韓国東岸、江原道江陵市にある江陵(カンヌン)飛行場。

2,743m×46mの舗装滑走路1本を有する韓国空軍の飛行場です。

元々は民間との共用飛行場だったのですが、2002年4月、北北西約42kmに襄陽国際空港が開港し、

当飛行場は軍用となりました。

当飛行場と日本との関連としては(オイラが検索した限りでは)、

当飛行場を離陸した大韓航空のYS-11がハイジャックされた「大韓航空機YS-11ハイジャック事件」、

大韓航空が福岡空港へのチャーター便を運航していたことが挙げられます。

ですがこれだけではなく、この飛行場のルーツを辿っていくと、日本とのもっと深い関わりがありました。


■朝鮮交通史 1041p
昭和14年現在の飛行場 として、以下記されていました。

飛行場名 江陵(不時着場)
所在地  江原道江陵郡城徳面
滑走地帯(東西・南北)m 900  800

■防衛研究所収蔵資料
A:「水路部 航空路資料第9 朝鮮地方飛行場及不時着陸場 昭和18年9月刊行」
B:「陸空-本土防空-48飛行場記録 内地(千島.樺太.北海道.朝鮮.台湾を含む) 昭19.4.20第1航空軍司令部」

の2つに当飛行場の要図があり、先頭のグーグルマップはこの要図から作図しました。

飛行場の位置、滑走路との位置関係、縦横比等、不明確な部分が多々あるのですが、

現在手元にある情報ではこれが精一杯でした。

おおよそこんな感じということでご了承くださいませ。


以下、資料Aの情報を引用させて頂きます。

第5 江陵飛行場(昭和18年4月調)
管理者 朝鮮総督府逓信局。
位置 朝鮮江原道江陵郡城徳面。
   (江陵邑の東方約5粁、北緯37°45′0、東経128°57′0)。
種別 公共用陸上飛行場。

着陸場の状況
高さ
 平均水面上約7米。
広さ及形状
 本場は長さ北東-南西960米、幅300米及長さ北西-南東790米、幅500米の略十字型地域なり。
 着陸地域は長さ北東-南西585米、幅40米の舗装滑走路を最適と認むるも
 其の他の芝敷地区を使用するも支障なし。
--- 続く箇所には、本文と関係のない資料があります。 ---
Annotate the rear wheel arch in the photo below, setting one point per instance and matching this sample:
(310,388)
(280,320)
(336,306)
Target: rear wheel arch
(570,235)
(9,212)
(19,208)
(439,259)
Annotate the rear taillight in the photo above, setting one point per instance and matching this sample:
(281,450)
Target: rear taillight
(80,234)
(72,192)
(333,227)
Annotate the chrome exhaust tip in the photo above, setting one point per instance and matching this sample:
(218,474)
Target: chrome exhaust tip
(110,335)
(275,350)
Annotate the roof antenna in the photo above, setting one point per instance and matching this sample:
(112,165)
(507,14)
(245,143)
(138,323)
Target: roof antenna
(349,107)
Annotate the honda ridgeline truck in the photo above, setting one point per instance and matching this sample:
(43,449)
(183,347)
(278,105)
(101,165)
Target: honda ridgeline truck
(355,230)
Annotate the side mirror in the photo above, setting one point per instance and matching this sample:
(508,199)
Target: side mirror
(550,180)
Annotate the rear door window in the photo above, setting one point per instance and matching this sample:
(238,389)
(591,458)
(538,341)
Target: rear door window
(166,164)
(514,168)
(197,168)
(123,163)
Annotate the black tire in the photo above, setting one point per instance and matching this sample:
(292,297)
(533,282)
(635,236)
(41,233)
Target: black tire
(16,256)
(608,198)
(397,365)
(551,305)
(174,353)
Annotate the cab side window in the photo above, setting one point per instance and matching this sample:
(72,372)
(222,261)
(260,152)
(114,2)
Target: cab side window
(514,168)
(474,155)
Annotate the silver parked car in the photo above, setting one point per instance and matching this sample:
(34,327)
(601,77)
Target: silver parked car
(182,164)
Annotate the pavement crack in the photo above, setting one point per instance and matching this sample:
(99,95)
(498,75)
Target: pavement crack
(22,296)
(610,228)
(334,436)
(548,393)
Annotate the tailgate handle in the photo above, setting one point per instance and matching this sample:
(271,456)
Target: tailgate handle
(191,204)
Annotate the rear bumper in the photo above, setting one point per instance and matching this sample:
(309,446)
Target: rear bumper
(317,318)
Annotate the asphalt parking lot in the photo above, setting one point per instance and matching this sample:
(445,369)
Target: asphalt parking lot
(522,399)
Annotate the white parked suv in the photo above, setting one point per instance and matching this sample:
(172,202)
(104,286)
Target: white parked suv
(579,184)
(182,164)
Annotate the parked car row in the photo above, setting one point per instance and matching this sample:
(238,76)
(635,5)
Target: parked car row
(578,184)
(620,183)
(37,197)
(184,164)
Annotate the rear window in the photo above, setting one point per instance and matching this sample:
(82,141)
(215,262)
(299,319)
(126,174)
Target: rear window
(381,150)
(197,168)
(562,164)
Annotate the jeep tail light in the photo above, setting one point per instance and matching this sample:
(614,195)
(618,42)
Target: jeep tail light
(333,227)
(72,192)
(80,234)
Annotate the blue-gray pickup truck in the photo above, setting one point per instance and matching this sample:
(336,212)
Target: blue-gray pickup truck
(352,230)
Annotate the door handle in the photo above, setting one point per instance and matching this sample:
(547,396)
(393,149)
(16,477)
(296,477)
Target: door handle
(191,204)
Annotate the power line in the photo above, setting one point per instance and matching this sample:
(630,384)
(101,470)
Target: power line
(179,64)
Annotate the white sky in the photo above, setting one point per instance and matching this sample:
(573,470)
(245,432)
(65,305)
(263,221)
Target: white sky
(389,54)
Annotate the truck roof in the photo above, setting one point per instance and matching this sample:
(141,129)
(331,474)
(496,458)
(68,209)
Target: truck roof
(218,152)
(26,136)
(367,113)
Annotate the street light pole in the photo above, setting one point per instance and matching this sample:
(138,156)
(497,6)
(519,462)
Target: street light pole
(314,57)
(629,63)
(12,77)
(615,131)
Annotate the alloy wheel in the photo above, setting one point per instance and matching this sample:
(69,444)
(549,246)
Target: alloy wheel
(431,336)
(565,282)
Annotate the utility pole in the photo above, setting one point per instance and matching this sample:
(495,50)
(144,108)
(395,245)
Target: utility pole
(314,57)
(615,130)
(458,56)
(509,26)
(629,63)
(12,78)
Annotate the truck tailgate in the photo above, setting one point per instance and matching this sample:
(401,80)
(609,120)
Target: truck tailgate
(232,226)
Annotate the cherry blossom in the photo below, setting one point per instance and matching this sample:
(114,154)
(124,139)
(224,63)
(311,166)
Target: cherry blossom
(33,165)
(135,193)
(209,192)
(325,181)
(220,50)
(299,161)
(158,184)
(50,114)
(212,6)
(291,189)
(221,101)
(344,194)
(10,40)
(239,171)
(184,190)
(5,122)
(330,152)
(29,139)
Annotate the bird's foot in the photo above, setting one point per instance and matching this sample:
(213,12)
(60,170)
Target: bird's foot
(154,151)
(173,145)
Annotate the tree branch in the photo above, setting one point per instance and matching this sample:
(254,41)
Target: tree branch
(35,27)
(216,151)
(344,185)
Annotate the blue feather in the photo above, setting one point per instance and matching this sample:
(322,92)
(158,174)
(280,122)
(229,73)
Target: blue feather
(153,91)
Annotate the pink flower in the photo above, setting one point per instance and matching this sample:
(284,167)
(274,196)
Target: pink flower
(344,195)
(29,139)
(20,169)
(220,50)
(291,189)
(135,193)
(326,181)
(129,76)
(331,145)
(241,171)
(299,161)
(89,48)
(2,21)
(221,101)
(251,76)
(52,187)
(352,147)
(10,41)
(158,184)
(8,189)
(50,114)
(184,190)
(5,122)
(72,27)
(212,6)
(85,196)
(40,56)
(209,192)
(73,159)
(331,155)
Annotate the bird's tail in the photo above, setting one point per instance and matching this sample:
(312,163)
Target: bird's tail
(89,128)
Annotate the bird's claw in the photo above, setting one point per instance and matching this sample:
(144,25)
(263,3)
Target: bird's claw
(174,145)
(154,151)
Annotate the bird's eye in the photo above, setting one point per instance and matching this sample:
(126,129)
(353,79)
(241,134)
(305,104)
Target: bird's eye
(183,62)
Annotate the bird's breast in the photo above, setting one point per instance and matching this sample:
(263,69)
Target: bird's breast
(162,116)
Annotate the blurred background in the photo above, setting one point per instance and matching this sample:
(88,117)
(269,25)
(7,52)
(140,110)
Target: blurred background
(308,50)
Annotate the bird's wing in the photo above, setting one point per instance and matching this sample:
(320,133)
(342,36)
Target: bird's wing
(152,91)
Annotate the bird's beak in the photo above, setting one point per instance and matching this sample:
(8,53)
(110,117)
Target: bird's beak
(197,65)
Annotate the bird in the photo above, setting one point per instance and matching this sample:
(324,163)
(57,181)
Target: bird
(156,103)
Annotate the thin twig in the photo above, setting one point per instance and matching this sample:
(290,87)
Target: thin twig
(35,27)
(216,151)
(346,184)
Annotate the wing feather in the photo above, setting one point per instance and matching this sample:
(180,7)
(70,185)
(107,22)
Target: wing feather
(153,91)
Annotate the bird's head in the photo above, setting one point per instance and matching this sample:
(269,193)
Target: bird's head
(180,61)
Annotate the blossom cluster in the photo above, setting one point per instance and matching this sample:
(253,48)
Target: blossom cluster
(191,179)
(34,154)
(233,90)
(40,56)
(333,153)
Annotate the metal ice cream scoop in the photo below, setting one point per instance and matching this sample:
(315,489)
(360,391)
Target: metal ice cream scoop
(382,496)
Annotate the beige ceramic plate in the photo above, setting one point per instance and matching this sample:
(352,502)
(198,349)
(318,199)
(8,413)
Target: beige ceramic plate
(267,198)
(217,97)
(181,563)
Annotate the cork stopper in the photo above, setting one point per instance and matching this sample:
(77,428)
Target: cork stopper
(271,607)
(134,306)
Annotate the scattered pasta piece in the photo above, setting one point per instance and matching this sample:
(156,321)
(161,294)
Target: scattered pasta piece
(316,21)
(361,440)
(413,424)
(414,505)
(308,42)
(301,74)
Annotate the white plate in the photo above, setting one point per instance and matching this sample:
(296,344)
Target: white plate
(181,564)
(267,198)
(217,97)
(付図参照)。
地表の土質
 砂混り粘土。
地面の状況
 滑走路は砕石「マカダム」舗装にして日射及降雨に因る影響なく平坦且堅硬なり・
 其の他の地域は整地の上転圧しあるを以て地盤は概ね堅硬なり・
 一面に良好なる芝及雑草密生す・排水概ね良好なるも降雨後東及南東側の一部に稍軟弱と為る箇所あり・
 場周に排水開渠あり。
場内の障碍物
 南西側に高さ10米の格納庫あり。
適当なる離着陸方向
 北東又は南西(滑走路方向)。
着陸上注意すべき点
 東側周囲(滑走路方向)に在る高さ1米の堤防は大型機の離着陸上稍障碍と為るを以て注意を要す。
施設
 朝鮮総督府及大日本飛行協会所属格納庫(間口16米、奥行16米、軒高4米)1、
 他に陸軍所属格納庫(50平方米)1・油庫1(陸軍所属)・陸軍假事務所兼倉庫1棟あり。

周囲の状況
山岳及丘陵
 本場は海岸より内方約1粁の?石川の流域に在り、周囲は概ね水田なり・
 東及南西方の河流方向は地貌概ね平坦なるも西方及南方は何れも低き丘陵地帯なり、
 之等の丘陵は内陸に向け次第に発達し約10粁にして高さ800米内外の山岳地帯と為る。
樹林
 南西及東側周囲に松林あるも何れも丈低く障碍となる程度ならず。
堤防
 場の東側周囲に高さ1米の堤防あり。
河川
 北西端に沿ひ南西流する烏山川あり。
河川及湖沼
 本場は?石川及同河の支流に依り形成せる三角地帯の中央に位す即ち西側付近を北流する本流あり、
 東側に同河の支流北流す、此の2川は場の北方約500米に於て合流し日本海に注ぐ、
 何れも小河川にして舟艇の運航なし
・北東方約200米付近の砂浜に大小湖沼3あり顕著なる目標なり。

資料Bにも以下情報がありました。

位置 江原道江陵郡
積量 記載無し
地表の状況 地盤堅硬にして概ね常時使用す
周囲の状況 記載無し
天候気象の交感 記載無し
格納施設 記載無し
居住施設 記載無し
交通連絡 記載無し
営外者住宅関係 記載無し
飛行場補修費 記載無し
其の他 大出水時稀に浸水することありと云う


ということで、いつ建設されたかについての記載はないのですが、少なくとも昭和18年当時には、

朝鮮総督府逓信局管理の飛行場であり、施設の項目からすると、

朝鮮総督府、大日本飛行協会、陸軍の三者が使用するある程度の規模の飛行場だったことが窺えます。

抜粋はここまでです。